G4 TV looks brand new under Brand Builder winner Tiles, who has led a number of efforts to broaden the network’s appeal beyond videogames.
“The problem with G4 was that it was a very limited-appeal channel with no ratings,” says Jeff Shell, president of Comcast Content. (Comcast has a majority stake in G4 TV.) “Obviously, there is still a long way to go, but we’ve had very strong success in kick-starting the ratings [and] getting people to watch the channel.”
Tiles joined G4 from DirecTV, where, as executive VP of marketing, he oversaw the successful integration of all of the satellite operator’s marketing initiatives under a single brand umbrella: “Rethink TV.” Tiles and his team also collected 39 Promax/BDA awards last year.

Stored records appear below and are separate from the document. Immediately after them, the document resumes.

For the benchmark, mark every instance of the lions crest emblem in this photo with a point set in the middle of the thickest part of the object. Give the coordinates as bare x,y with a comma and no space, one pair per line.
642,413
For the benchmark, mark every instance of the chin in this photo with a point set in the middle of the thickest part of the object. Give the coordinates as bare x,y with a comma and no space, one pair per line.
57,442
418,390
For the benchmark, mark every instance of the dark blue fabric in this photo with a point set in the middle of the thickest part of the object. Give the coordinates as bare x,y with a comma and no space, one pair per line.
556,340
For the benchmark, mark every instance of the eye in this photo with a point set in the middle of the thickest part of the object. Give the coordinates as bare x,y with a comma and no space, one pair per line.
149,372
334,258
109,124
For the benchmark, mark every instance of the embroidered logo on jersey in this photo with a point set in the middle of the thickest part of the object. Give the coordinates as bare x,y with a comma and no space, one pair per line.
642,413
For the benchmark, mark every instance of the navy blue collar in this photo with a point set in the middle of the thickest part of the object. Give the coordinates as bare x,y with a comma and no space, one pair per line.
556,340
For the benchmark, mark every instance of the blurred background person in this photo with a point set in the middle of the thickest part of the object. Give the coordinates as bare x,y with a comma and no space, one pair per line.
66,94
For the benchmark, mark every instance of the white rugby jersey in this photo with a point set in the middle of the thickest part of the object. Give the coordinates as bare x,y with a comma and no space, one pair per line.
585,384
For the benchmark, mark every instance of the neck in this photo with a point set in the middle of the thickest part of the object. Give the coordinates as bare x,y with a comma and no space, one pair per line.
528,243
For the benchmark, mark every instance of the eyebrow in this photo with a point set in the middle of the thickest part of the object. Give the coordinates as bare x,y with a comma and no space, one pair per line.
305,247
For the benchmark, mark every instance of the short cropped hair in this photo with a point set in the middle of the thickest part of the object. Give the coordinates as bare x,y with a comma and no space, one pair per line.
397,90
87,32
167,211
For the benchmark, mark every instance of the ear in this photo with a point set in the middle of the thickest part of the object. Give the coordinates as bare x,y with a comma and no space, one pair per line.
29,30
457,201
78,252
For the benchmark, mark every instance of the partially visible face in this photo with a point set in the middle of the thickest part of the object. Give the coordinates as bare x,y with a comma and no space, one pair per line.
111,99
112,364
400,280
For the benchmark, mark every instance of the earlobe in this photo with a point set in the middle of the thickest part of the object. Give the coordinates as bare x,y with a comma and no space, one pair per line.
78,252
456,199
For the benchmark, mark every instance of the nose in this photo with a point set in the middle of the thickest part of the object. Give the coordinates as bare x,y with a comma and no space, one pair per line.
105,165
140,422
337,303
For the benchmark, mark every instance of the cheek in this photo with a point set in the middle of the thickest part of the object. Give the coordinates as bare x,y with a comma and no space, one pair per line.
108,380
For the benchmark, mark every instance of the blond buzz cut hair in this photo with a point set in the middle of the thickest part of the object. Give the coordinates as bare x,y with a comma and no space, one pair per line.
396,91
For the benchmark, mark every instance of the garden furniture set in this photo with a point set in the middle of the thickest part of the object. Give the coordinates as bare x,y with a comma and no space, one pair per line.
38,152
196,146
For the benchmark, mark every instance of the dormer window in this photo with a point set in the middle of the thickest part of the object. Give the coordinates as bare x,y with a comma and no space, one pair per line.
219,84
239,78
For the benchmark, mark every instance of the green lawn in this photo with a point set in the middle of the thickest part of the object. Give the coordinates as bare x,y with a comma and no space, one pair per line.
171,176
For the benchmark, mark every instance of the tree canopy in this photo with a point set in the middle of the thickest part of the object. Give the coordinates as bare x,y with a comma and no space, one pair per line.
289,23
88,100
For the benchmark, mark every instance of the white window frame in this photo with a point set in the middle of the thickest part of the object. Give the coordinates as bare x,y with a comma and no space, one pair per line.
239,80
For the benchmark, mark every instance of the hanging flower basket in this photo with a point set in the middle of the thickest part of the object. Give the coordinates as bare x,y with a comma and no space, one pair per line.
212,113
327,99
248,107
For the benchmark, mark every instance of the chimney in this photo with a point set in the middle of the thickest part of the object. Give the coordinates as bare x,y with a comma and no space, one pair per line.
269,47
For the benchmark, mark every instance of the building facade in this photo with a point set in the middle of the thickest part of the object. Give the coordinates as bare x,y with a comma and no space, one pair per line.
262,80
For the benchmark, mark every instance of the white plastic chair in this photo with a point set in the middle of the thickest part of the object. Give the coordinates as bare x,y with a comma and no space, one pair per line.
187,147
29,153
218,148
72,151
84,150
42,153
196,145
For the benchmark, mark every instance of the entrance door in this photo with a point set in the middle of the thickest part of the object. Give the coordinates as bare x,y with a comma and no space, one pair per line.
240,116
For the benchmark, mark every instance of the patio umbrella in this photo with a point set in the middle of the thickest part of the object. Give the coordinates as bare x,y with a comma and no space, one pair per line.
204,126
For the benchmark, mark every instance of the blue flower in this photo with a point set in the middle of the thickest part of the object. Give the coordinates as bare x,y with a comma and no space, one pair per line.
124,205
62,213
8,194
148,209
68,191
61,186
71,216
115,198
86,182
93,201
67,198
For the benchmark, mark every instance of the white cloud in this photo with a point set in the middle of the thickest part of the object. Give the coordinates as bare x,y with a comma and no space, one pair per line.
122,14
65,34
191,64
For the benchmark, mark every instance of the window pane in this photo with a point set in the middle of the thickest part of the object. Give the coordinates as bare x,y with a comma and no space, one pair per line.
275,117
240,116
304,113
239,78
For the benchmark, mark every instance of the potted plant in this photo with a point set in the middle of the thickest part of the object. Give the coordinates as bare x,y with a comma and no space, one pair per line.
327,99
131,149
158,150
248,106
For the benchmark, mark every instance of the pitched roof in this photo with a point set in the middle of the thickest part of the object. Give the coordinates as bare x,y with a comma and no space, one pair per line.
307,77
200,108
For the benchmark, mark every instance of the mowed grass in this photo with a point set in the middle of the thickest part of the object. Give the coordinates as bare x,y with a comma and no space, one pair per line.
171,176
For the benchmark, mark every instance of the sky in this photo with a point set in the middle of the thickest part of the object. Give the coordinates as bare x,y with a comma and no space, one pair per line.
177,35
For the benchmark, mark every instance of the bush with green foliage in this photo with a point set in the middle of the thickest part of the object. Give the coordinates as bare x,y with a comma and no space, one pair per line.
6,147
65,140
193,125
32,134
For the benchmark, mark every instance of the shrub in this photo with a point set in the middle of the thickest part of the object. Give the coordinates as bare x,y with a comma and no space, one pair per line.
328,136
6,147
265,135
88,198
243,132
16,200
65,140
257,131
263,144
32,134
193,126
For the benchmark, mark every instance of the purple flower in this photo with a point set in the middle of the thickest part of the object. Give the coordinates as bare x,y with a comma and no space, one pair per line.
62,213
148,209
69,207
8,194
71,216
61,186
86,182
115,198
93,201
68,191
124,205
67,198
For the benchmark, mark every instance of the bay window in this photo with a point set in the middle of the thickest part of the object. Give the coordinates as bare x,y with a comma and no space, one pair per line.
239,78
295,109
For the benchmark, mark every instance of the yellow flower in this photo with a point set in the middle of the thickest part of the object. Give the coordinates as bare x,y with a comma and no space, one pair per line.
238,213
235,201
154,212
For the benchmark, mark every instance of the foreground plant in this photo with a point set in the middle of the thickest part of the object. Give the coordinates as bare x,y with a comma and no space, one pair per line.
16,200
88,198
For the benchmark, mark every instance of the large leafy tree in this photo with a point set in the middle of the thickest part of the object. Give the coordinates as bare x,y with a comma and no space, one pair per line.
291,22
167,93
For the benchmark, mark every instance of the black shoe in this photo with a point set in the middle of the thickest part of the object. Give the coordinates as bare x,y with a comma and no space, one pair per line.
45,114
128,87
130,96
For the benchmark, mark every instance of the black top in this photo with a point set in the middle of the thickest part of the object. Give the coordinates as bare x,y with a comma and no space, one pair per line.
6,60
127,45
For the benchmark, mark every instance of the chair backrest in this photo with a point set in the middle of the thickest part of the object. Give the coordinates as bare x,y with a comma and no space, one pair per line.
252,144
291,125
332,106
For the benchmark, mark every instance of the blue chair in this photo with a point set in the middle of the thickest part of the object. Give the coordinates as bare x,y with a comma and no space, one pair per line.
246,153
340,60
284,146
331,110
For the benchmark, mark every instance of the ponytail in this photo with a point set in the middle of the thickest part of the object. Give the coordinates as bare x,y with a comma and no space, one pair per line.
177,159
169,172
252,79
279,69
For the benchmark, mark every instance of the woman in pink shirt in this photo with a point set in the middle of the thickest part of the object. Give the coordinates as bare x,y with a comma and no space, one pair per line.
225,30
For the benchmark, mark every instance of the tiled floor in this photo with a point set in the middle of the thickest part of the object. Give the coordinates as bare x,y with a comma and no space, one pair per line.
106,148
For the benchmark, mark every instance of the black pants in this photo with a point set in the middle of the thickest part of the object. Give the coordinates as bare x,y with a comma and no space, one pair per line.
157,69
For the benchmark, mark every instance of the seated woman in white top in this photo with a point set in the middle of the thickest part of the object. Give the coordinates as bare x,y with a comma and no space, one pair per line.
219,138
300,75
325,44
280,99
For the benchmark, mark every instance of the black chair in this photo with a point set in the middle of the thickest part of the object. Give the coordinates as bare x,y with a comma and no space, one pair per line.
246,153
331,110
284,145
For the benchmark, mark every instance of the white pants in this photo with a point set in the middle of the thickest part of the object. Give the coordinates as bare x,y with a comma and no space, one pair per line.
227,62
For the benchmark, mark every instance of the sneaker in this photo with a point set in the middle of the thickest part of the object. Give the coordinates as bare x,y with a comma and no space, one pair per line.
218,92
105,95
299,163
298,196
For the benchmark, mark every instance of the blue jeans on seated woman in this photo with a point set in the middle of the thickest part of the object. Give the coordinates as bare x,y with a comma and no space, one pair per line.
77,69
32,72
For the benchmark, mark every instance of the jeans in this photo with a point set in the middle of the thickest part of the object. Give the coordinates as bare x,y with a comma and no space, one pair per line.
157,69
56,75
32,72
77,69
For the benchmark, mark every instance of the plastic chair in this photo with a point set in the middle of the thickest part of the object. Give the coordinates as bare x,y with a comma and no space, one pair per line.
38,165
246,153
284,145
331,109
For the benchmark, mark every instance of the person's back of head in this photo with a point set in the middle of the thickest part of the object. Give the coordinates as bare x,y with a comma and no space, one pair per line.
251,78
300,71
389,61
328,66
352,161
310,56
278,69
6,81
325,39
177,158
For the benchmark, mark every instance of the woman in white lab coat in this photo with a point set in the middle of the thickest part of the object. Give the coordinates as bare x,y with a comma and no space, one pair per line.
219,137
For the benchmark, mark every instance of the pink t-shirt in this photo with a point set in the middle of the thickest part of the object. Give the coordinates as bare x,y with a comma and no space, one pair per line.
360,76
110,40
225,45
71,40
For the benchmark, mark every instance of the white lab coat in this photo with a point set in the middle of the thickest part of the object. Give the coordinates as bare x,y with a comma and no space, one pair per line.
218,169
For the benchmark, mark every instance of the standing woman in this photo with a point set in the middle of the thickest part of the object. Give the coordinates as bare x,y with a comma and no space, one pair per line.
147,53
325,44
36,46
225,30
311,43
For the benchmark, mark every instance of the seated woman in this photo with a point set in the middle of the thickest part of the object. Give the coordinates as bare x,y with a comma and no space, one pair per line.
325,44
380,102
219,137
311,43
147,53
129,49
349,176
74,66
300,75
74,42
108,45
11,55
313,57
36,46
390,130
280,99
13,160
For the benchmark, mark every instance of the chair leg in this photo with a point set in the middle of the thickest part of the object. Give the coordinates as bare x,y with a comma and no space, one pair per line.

Star Trek is the highest-rated program for the network, which has more than 55 million subscribers. And G4 TV has seen nearly a year of steady gains in its number of viewers. Tiles has also moved the network brand in a multiplatform direction, including podcasts and video-on-demand (VOD), with winning results. In May, G4 TV reportedly had 2 million on-demand views across Comcast VOD systems.
“They’ve really made G4 a cross-platform kind of brand,” says Shell. “It is hard for a channel with limited ratings to break out on the multiplatform space.”
The network marketed the launch of the Star Trek 2.0 campaign by releasing promotional spots on the popular video-sharing site YouTube in April. The commercials featured Star Trek figures in unlikely settings, such as a coffee shop, poolside and even a karaoke bar, where Spock is shown singing Bobby Brown’s “My Prerogative.” Since the first innovative spot went up, total views have hit 1.3 million.
Tiles fosters creativity among his staff and doesn’t underestimate the value of cheerleading: “I think it shows people that their ideas are going to be valued and motivates [staffers] to create something new and different.”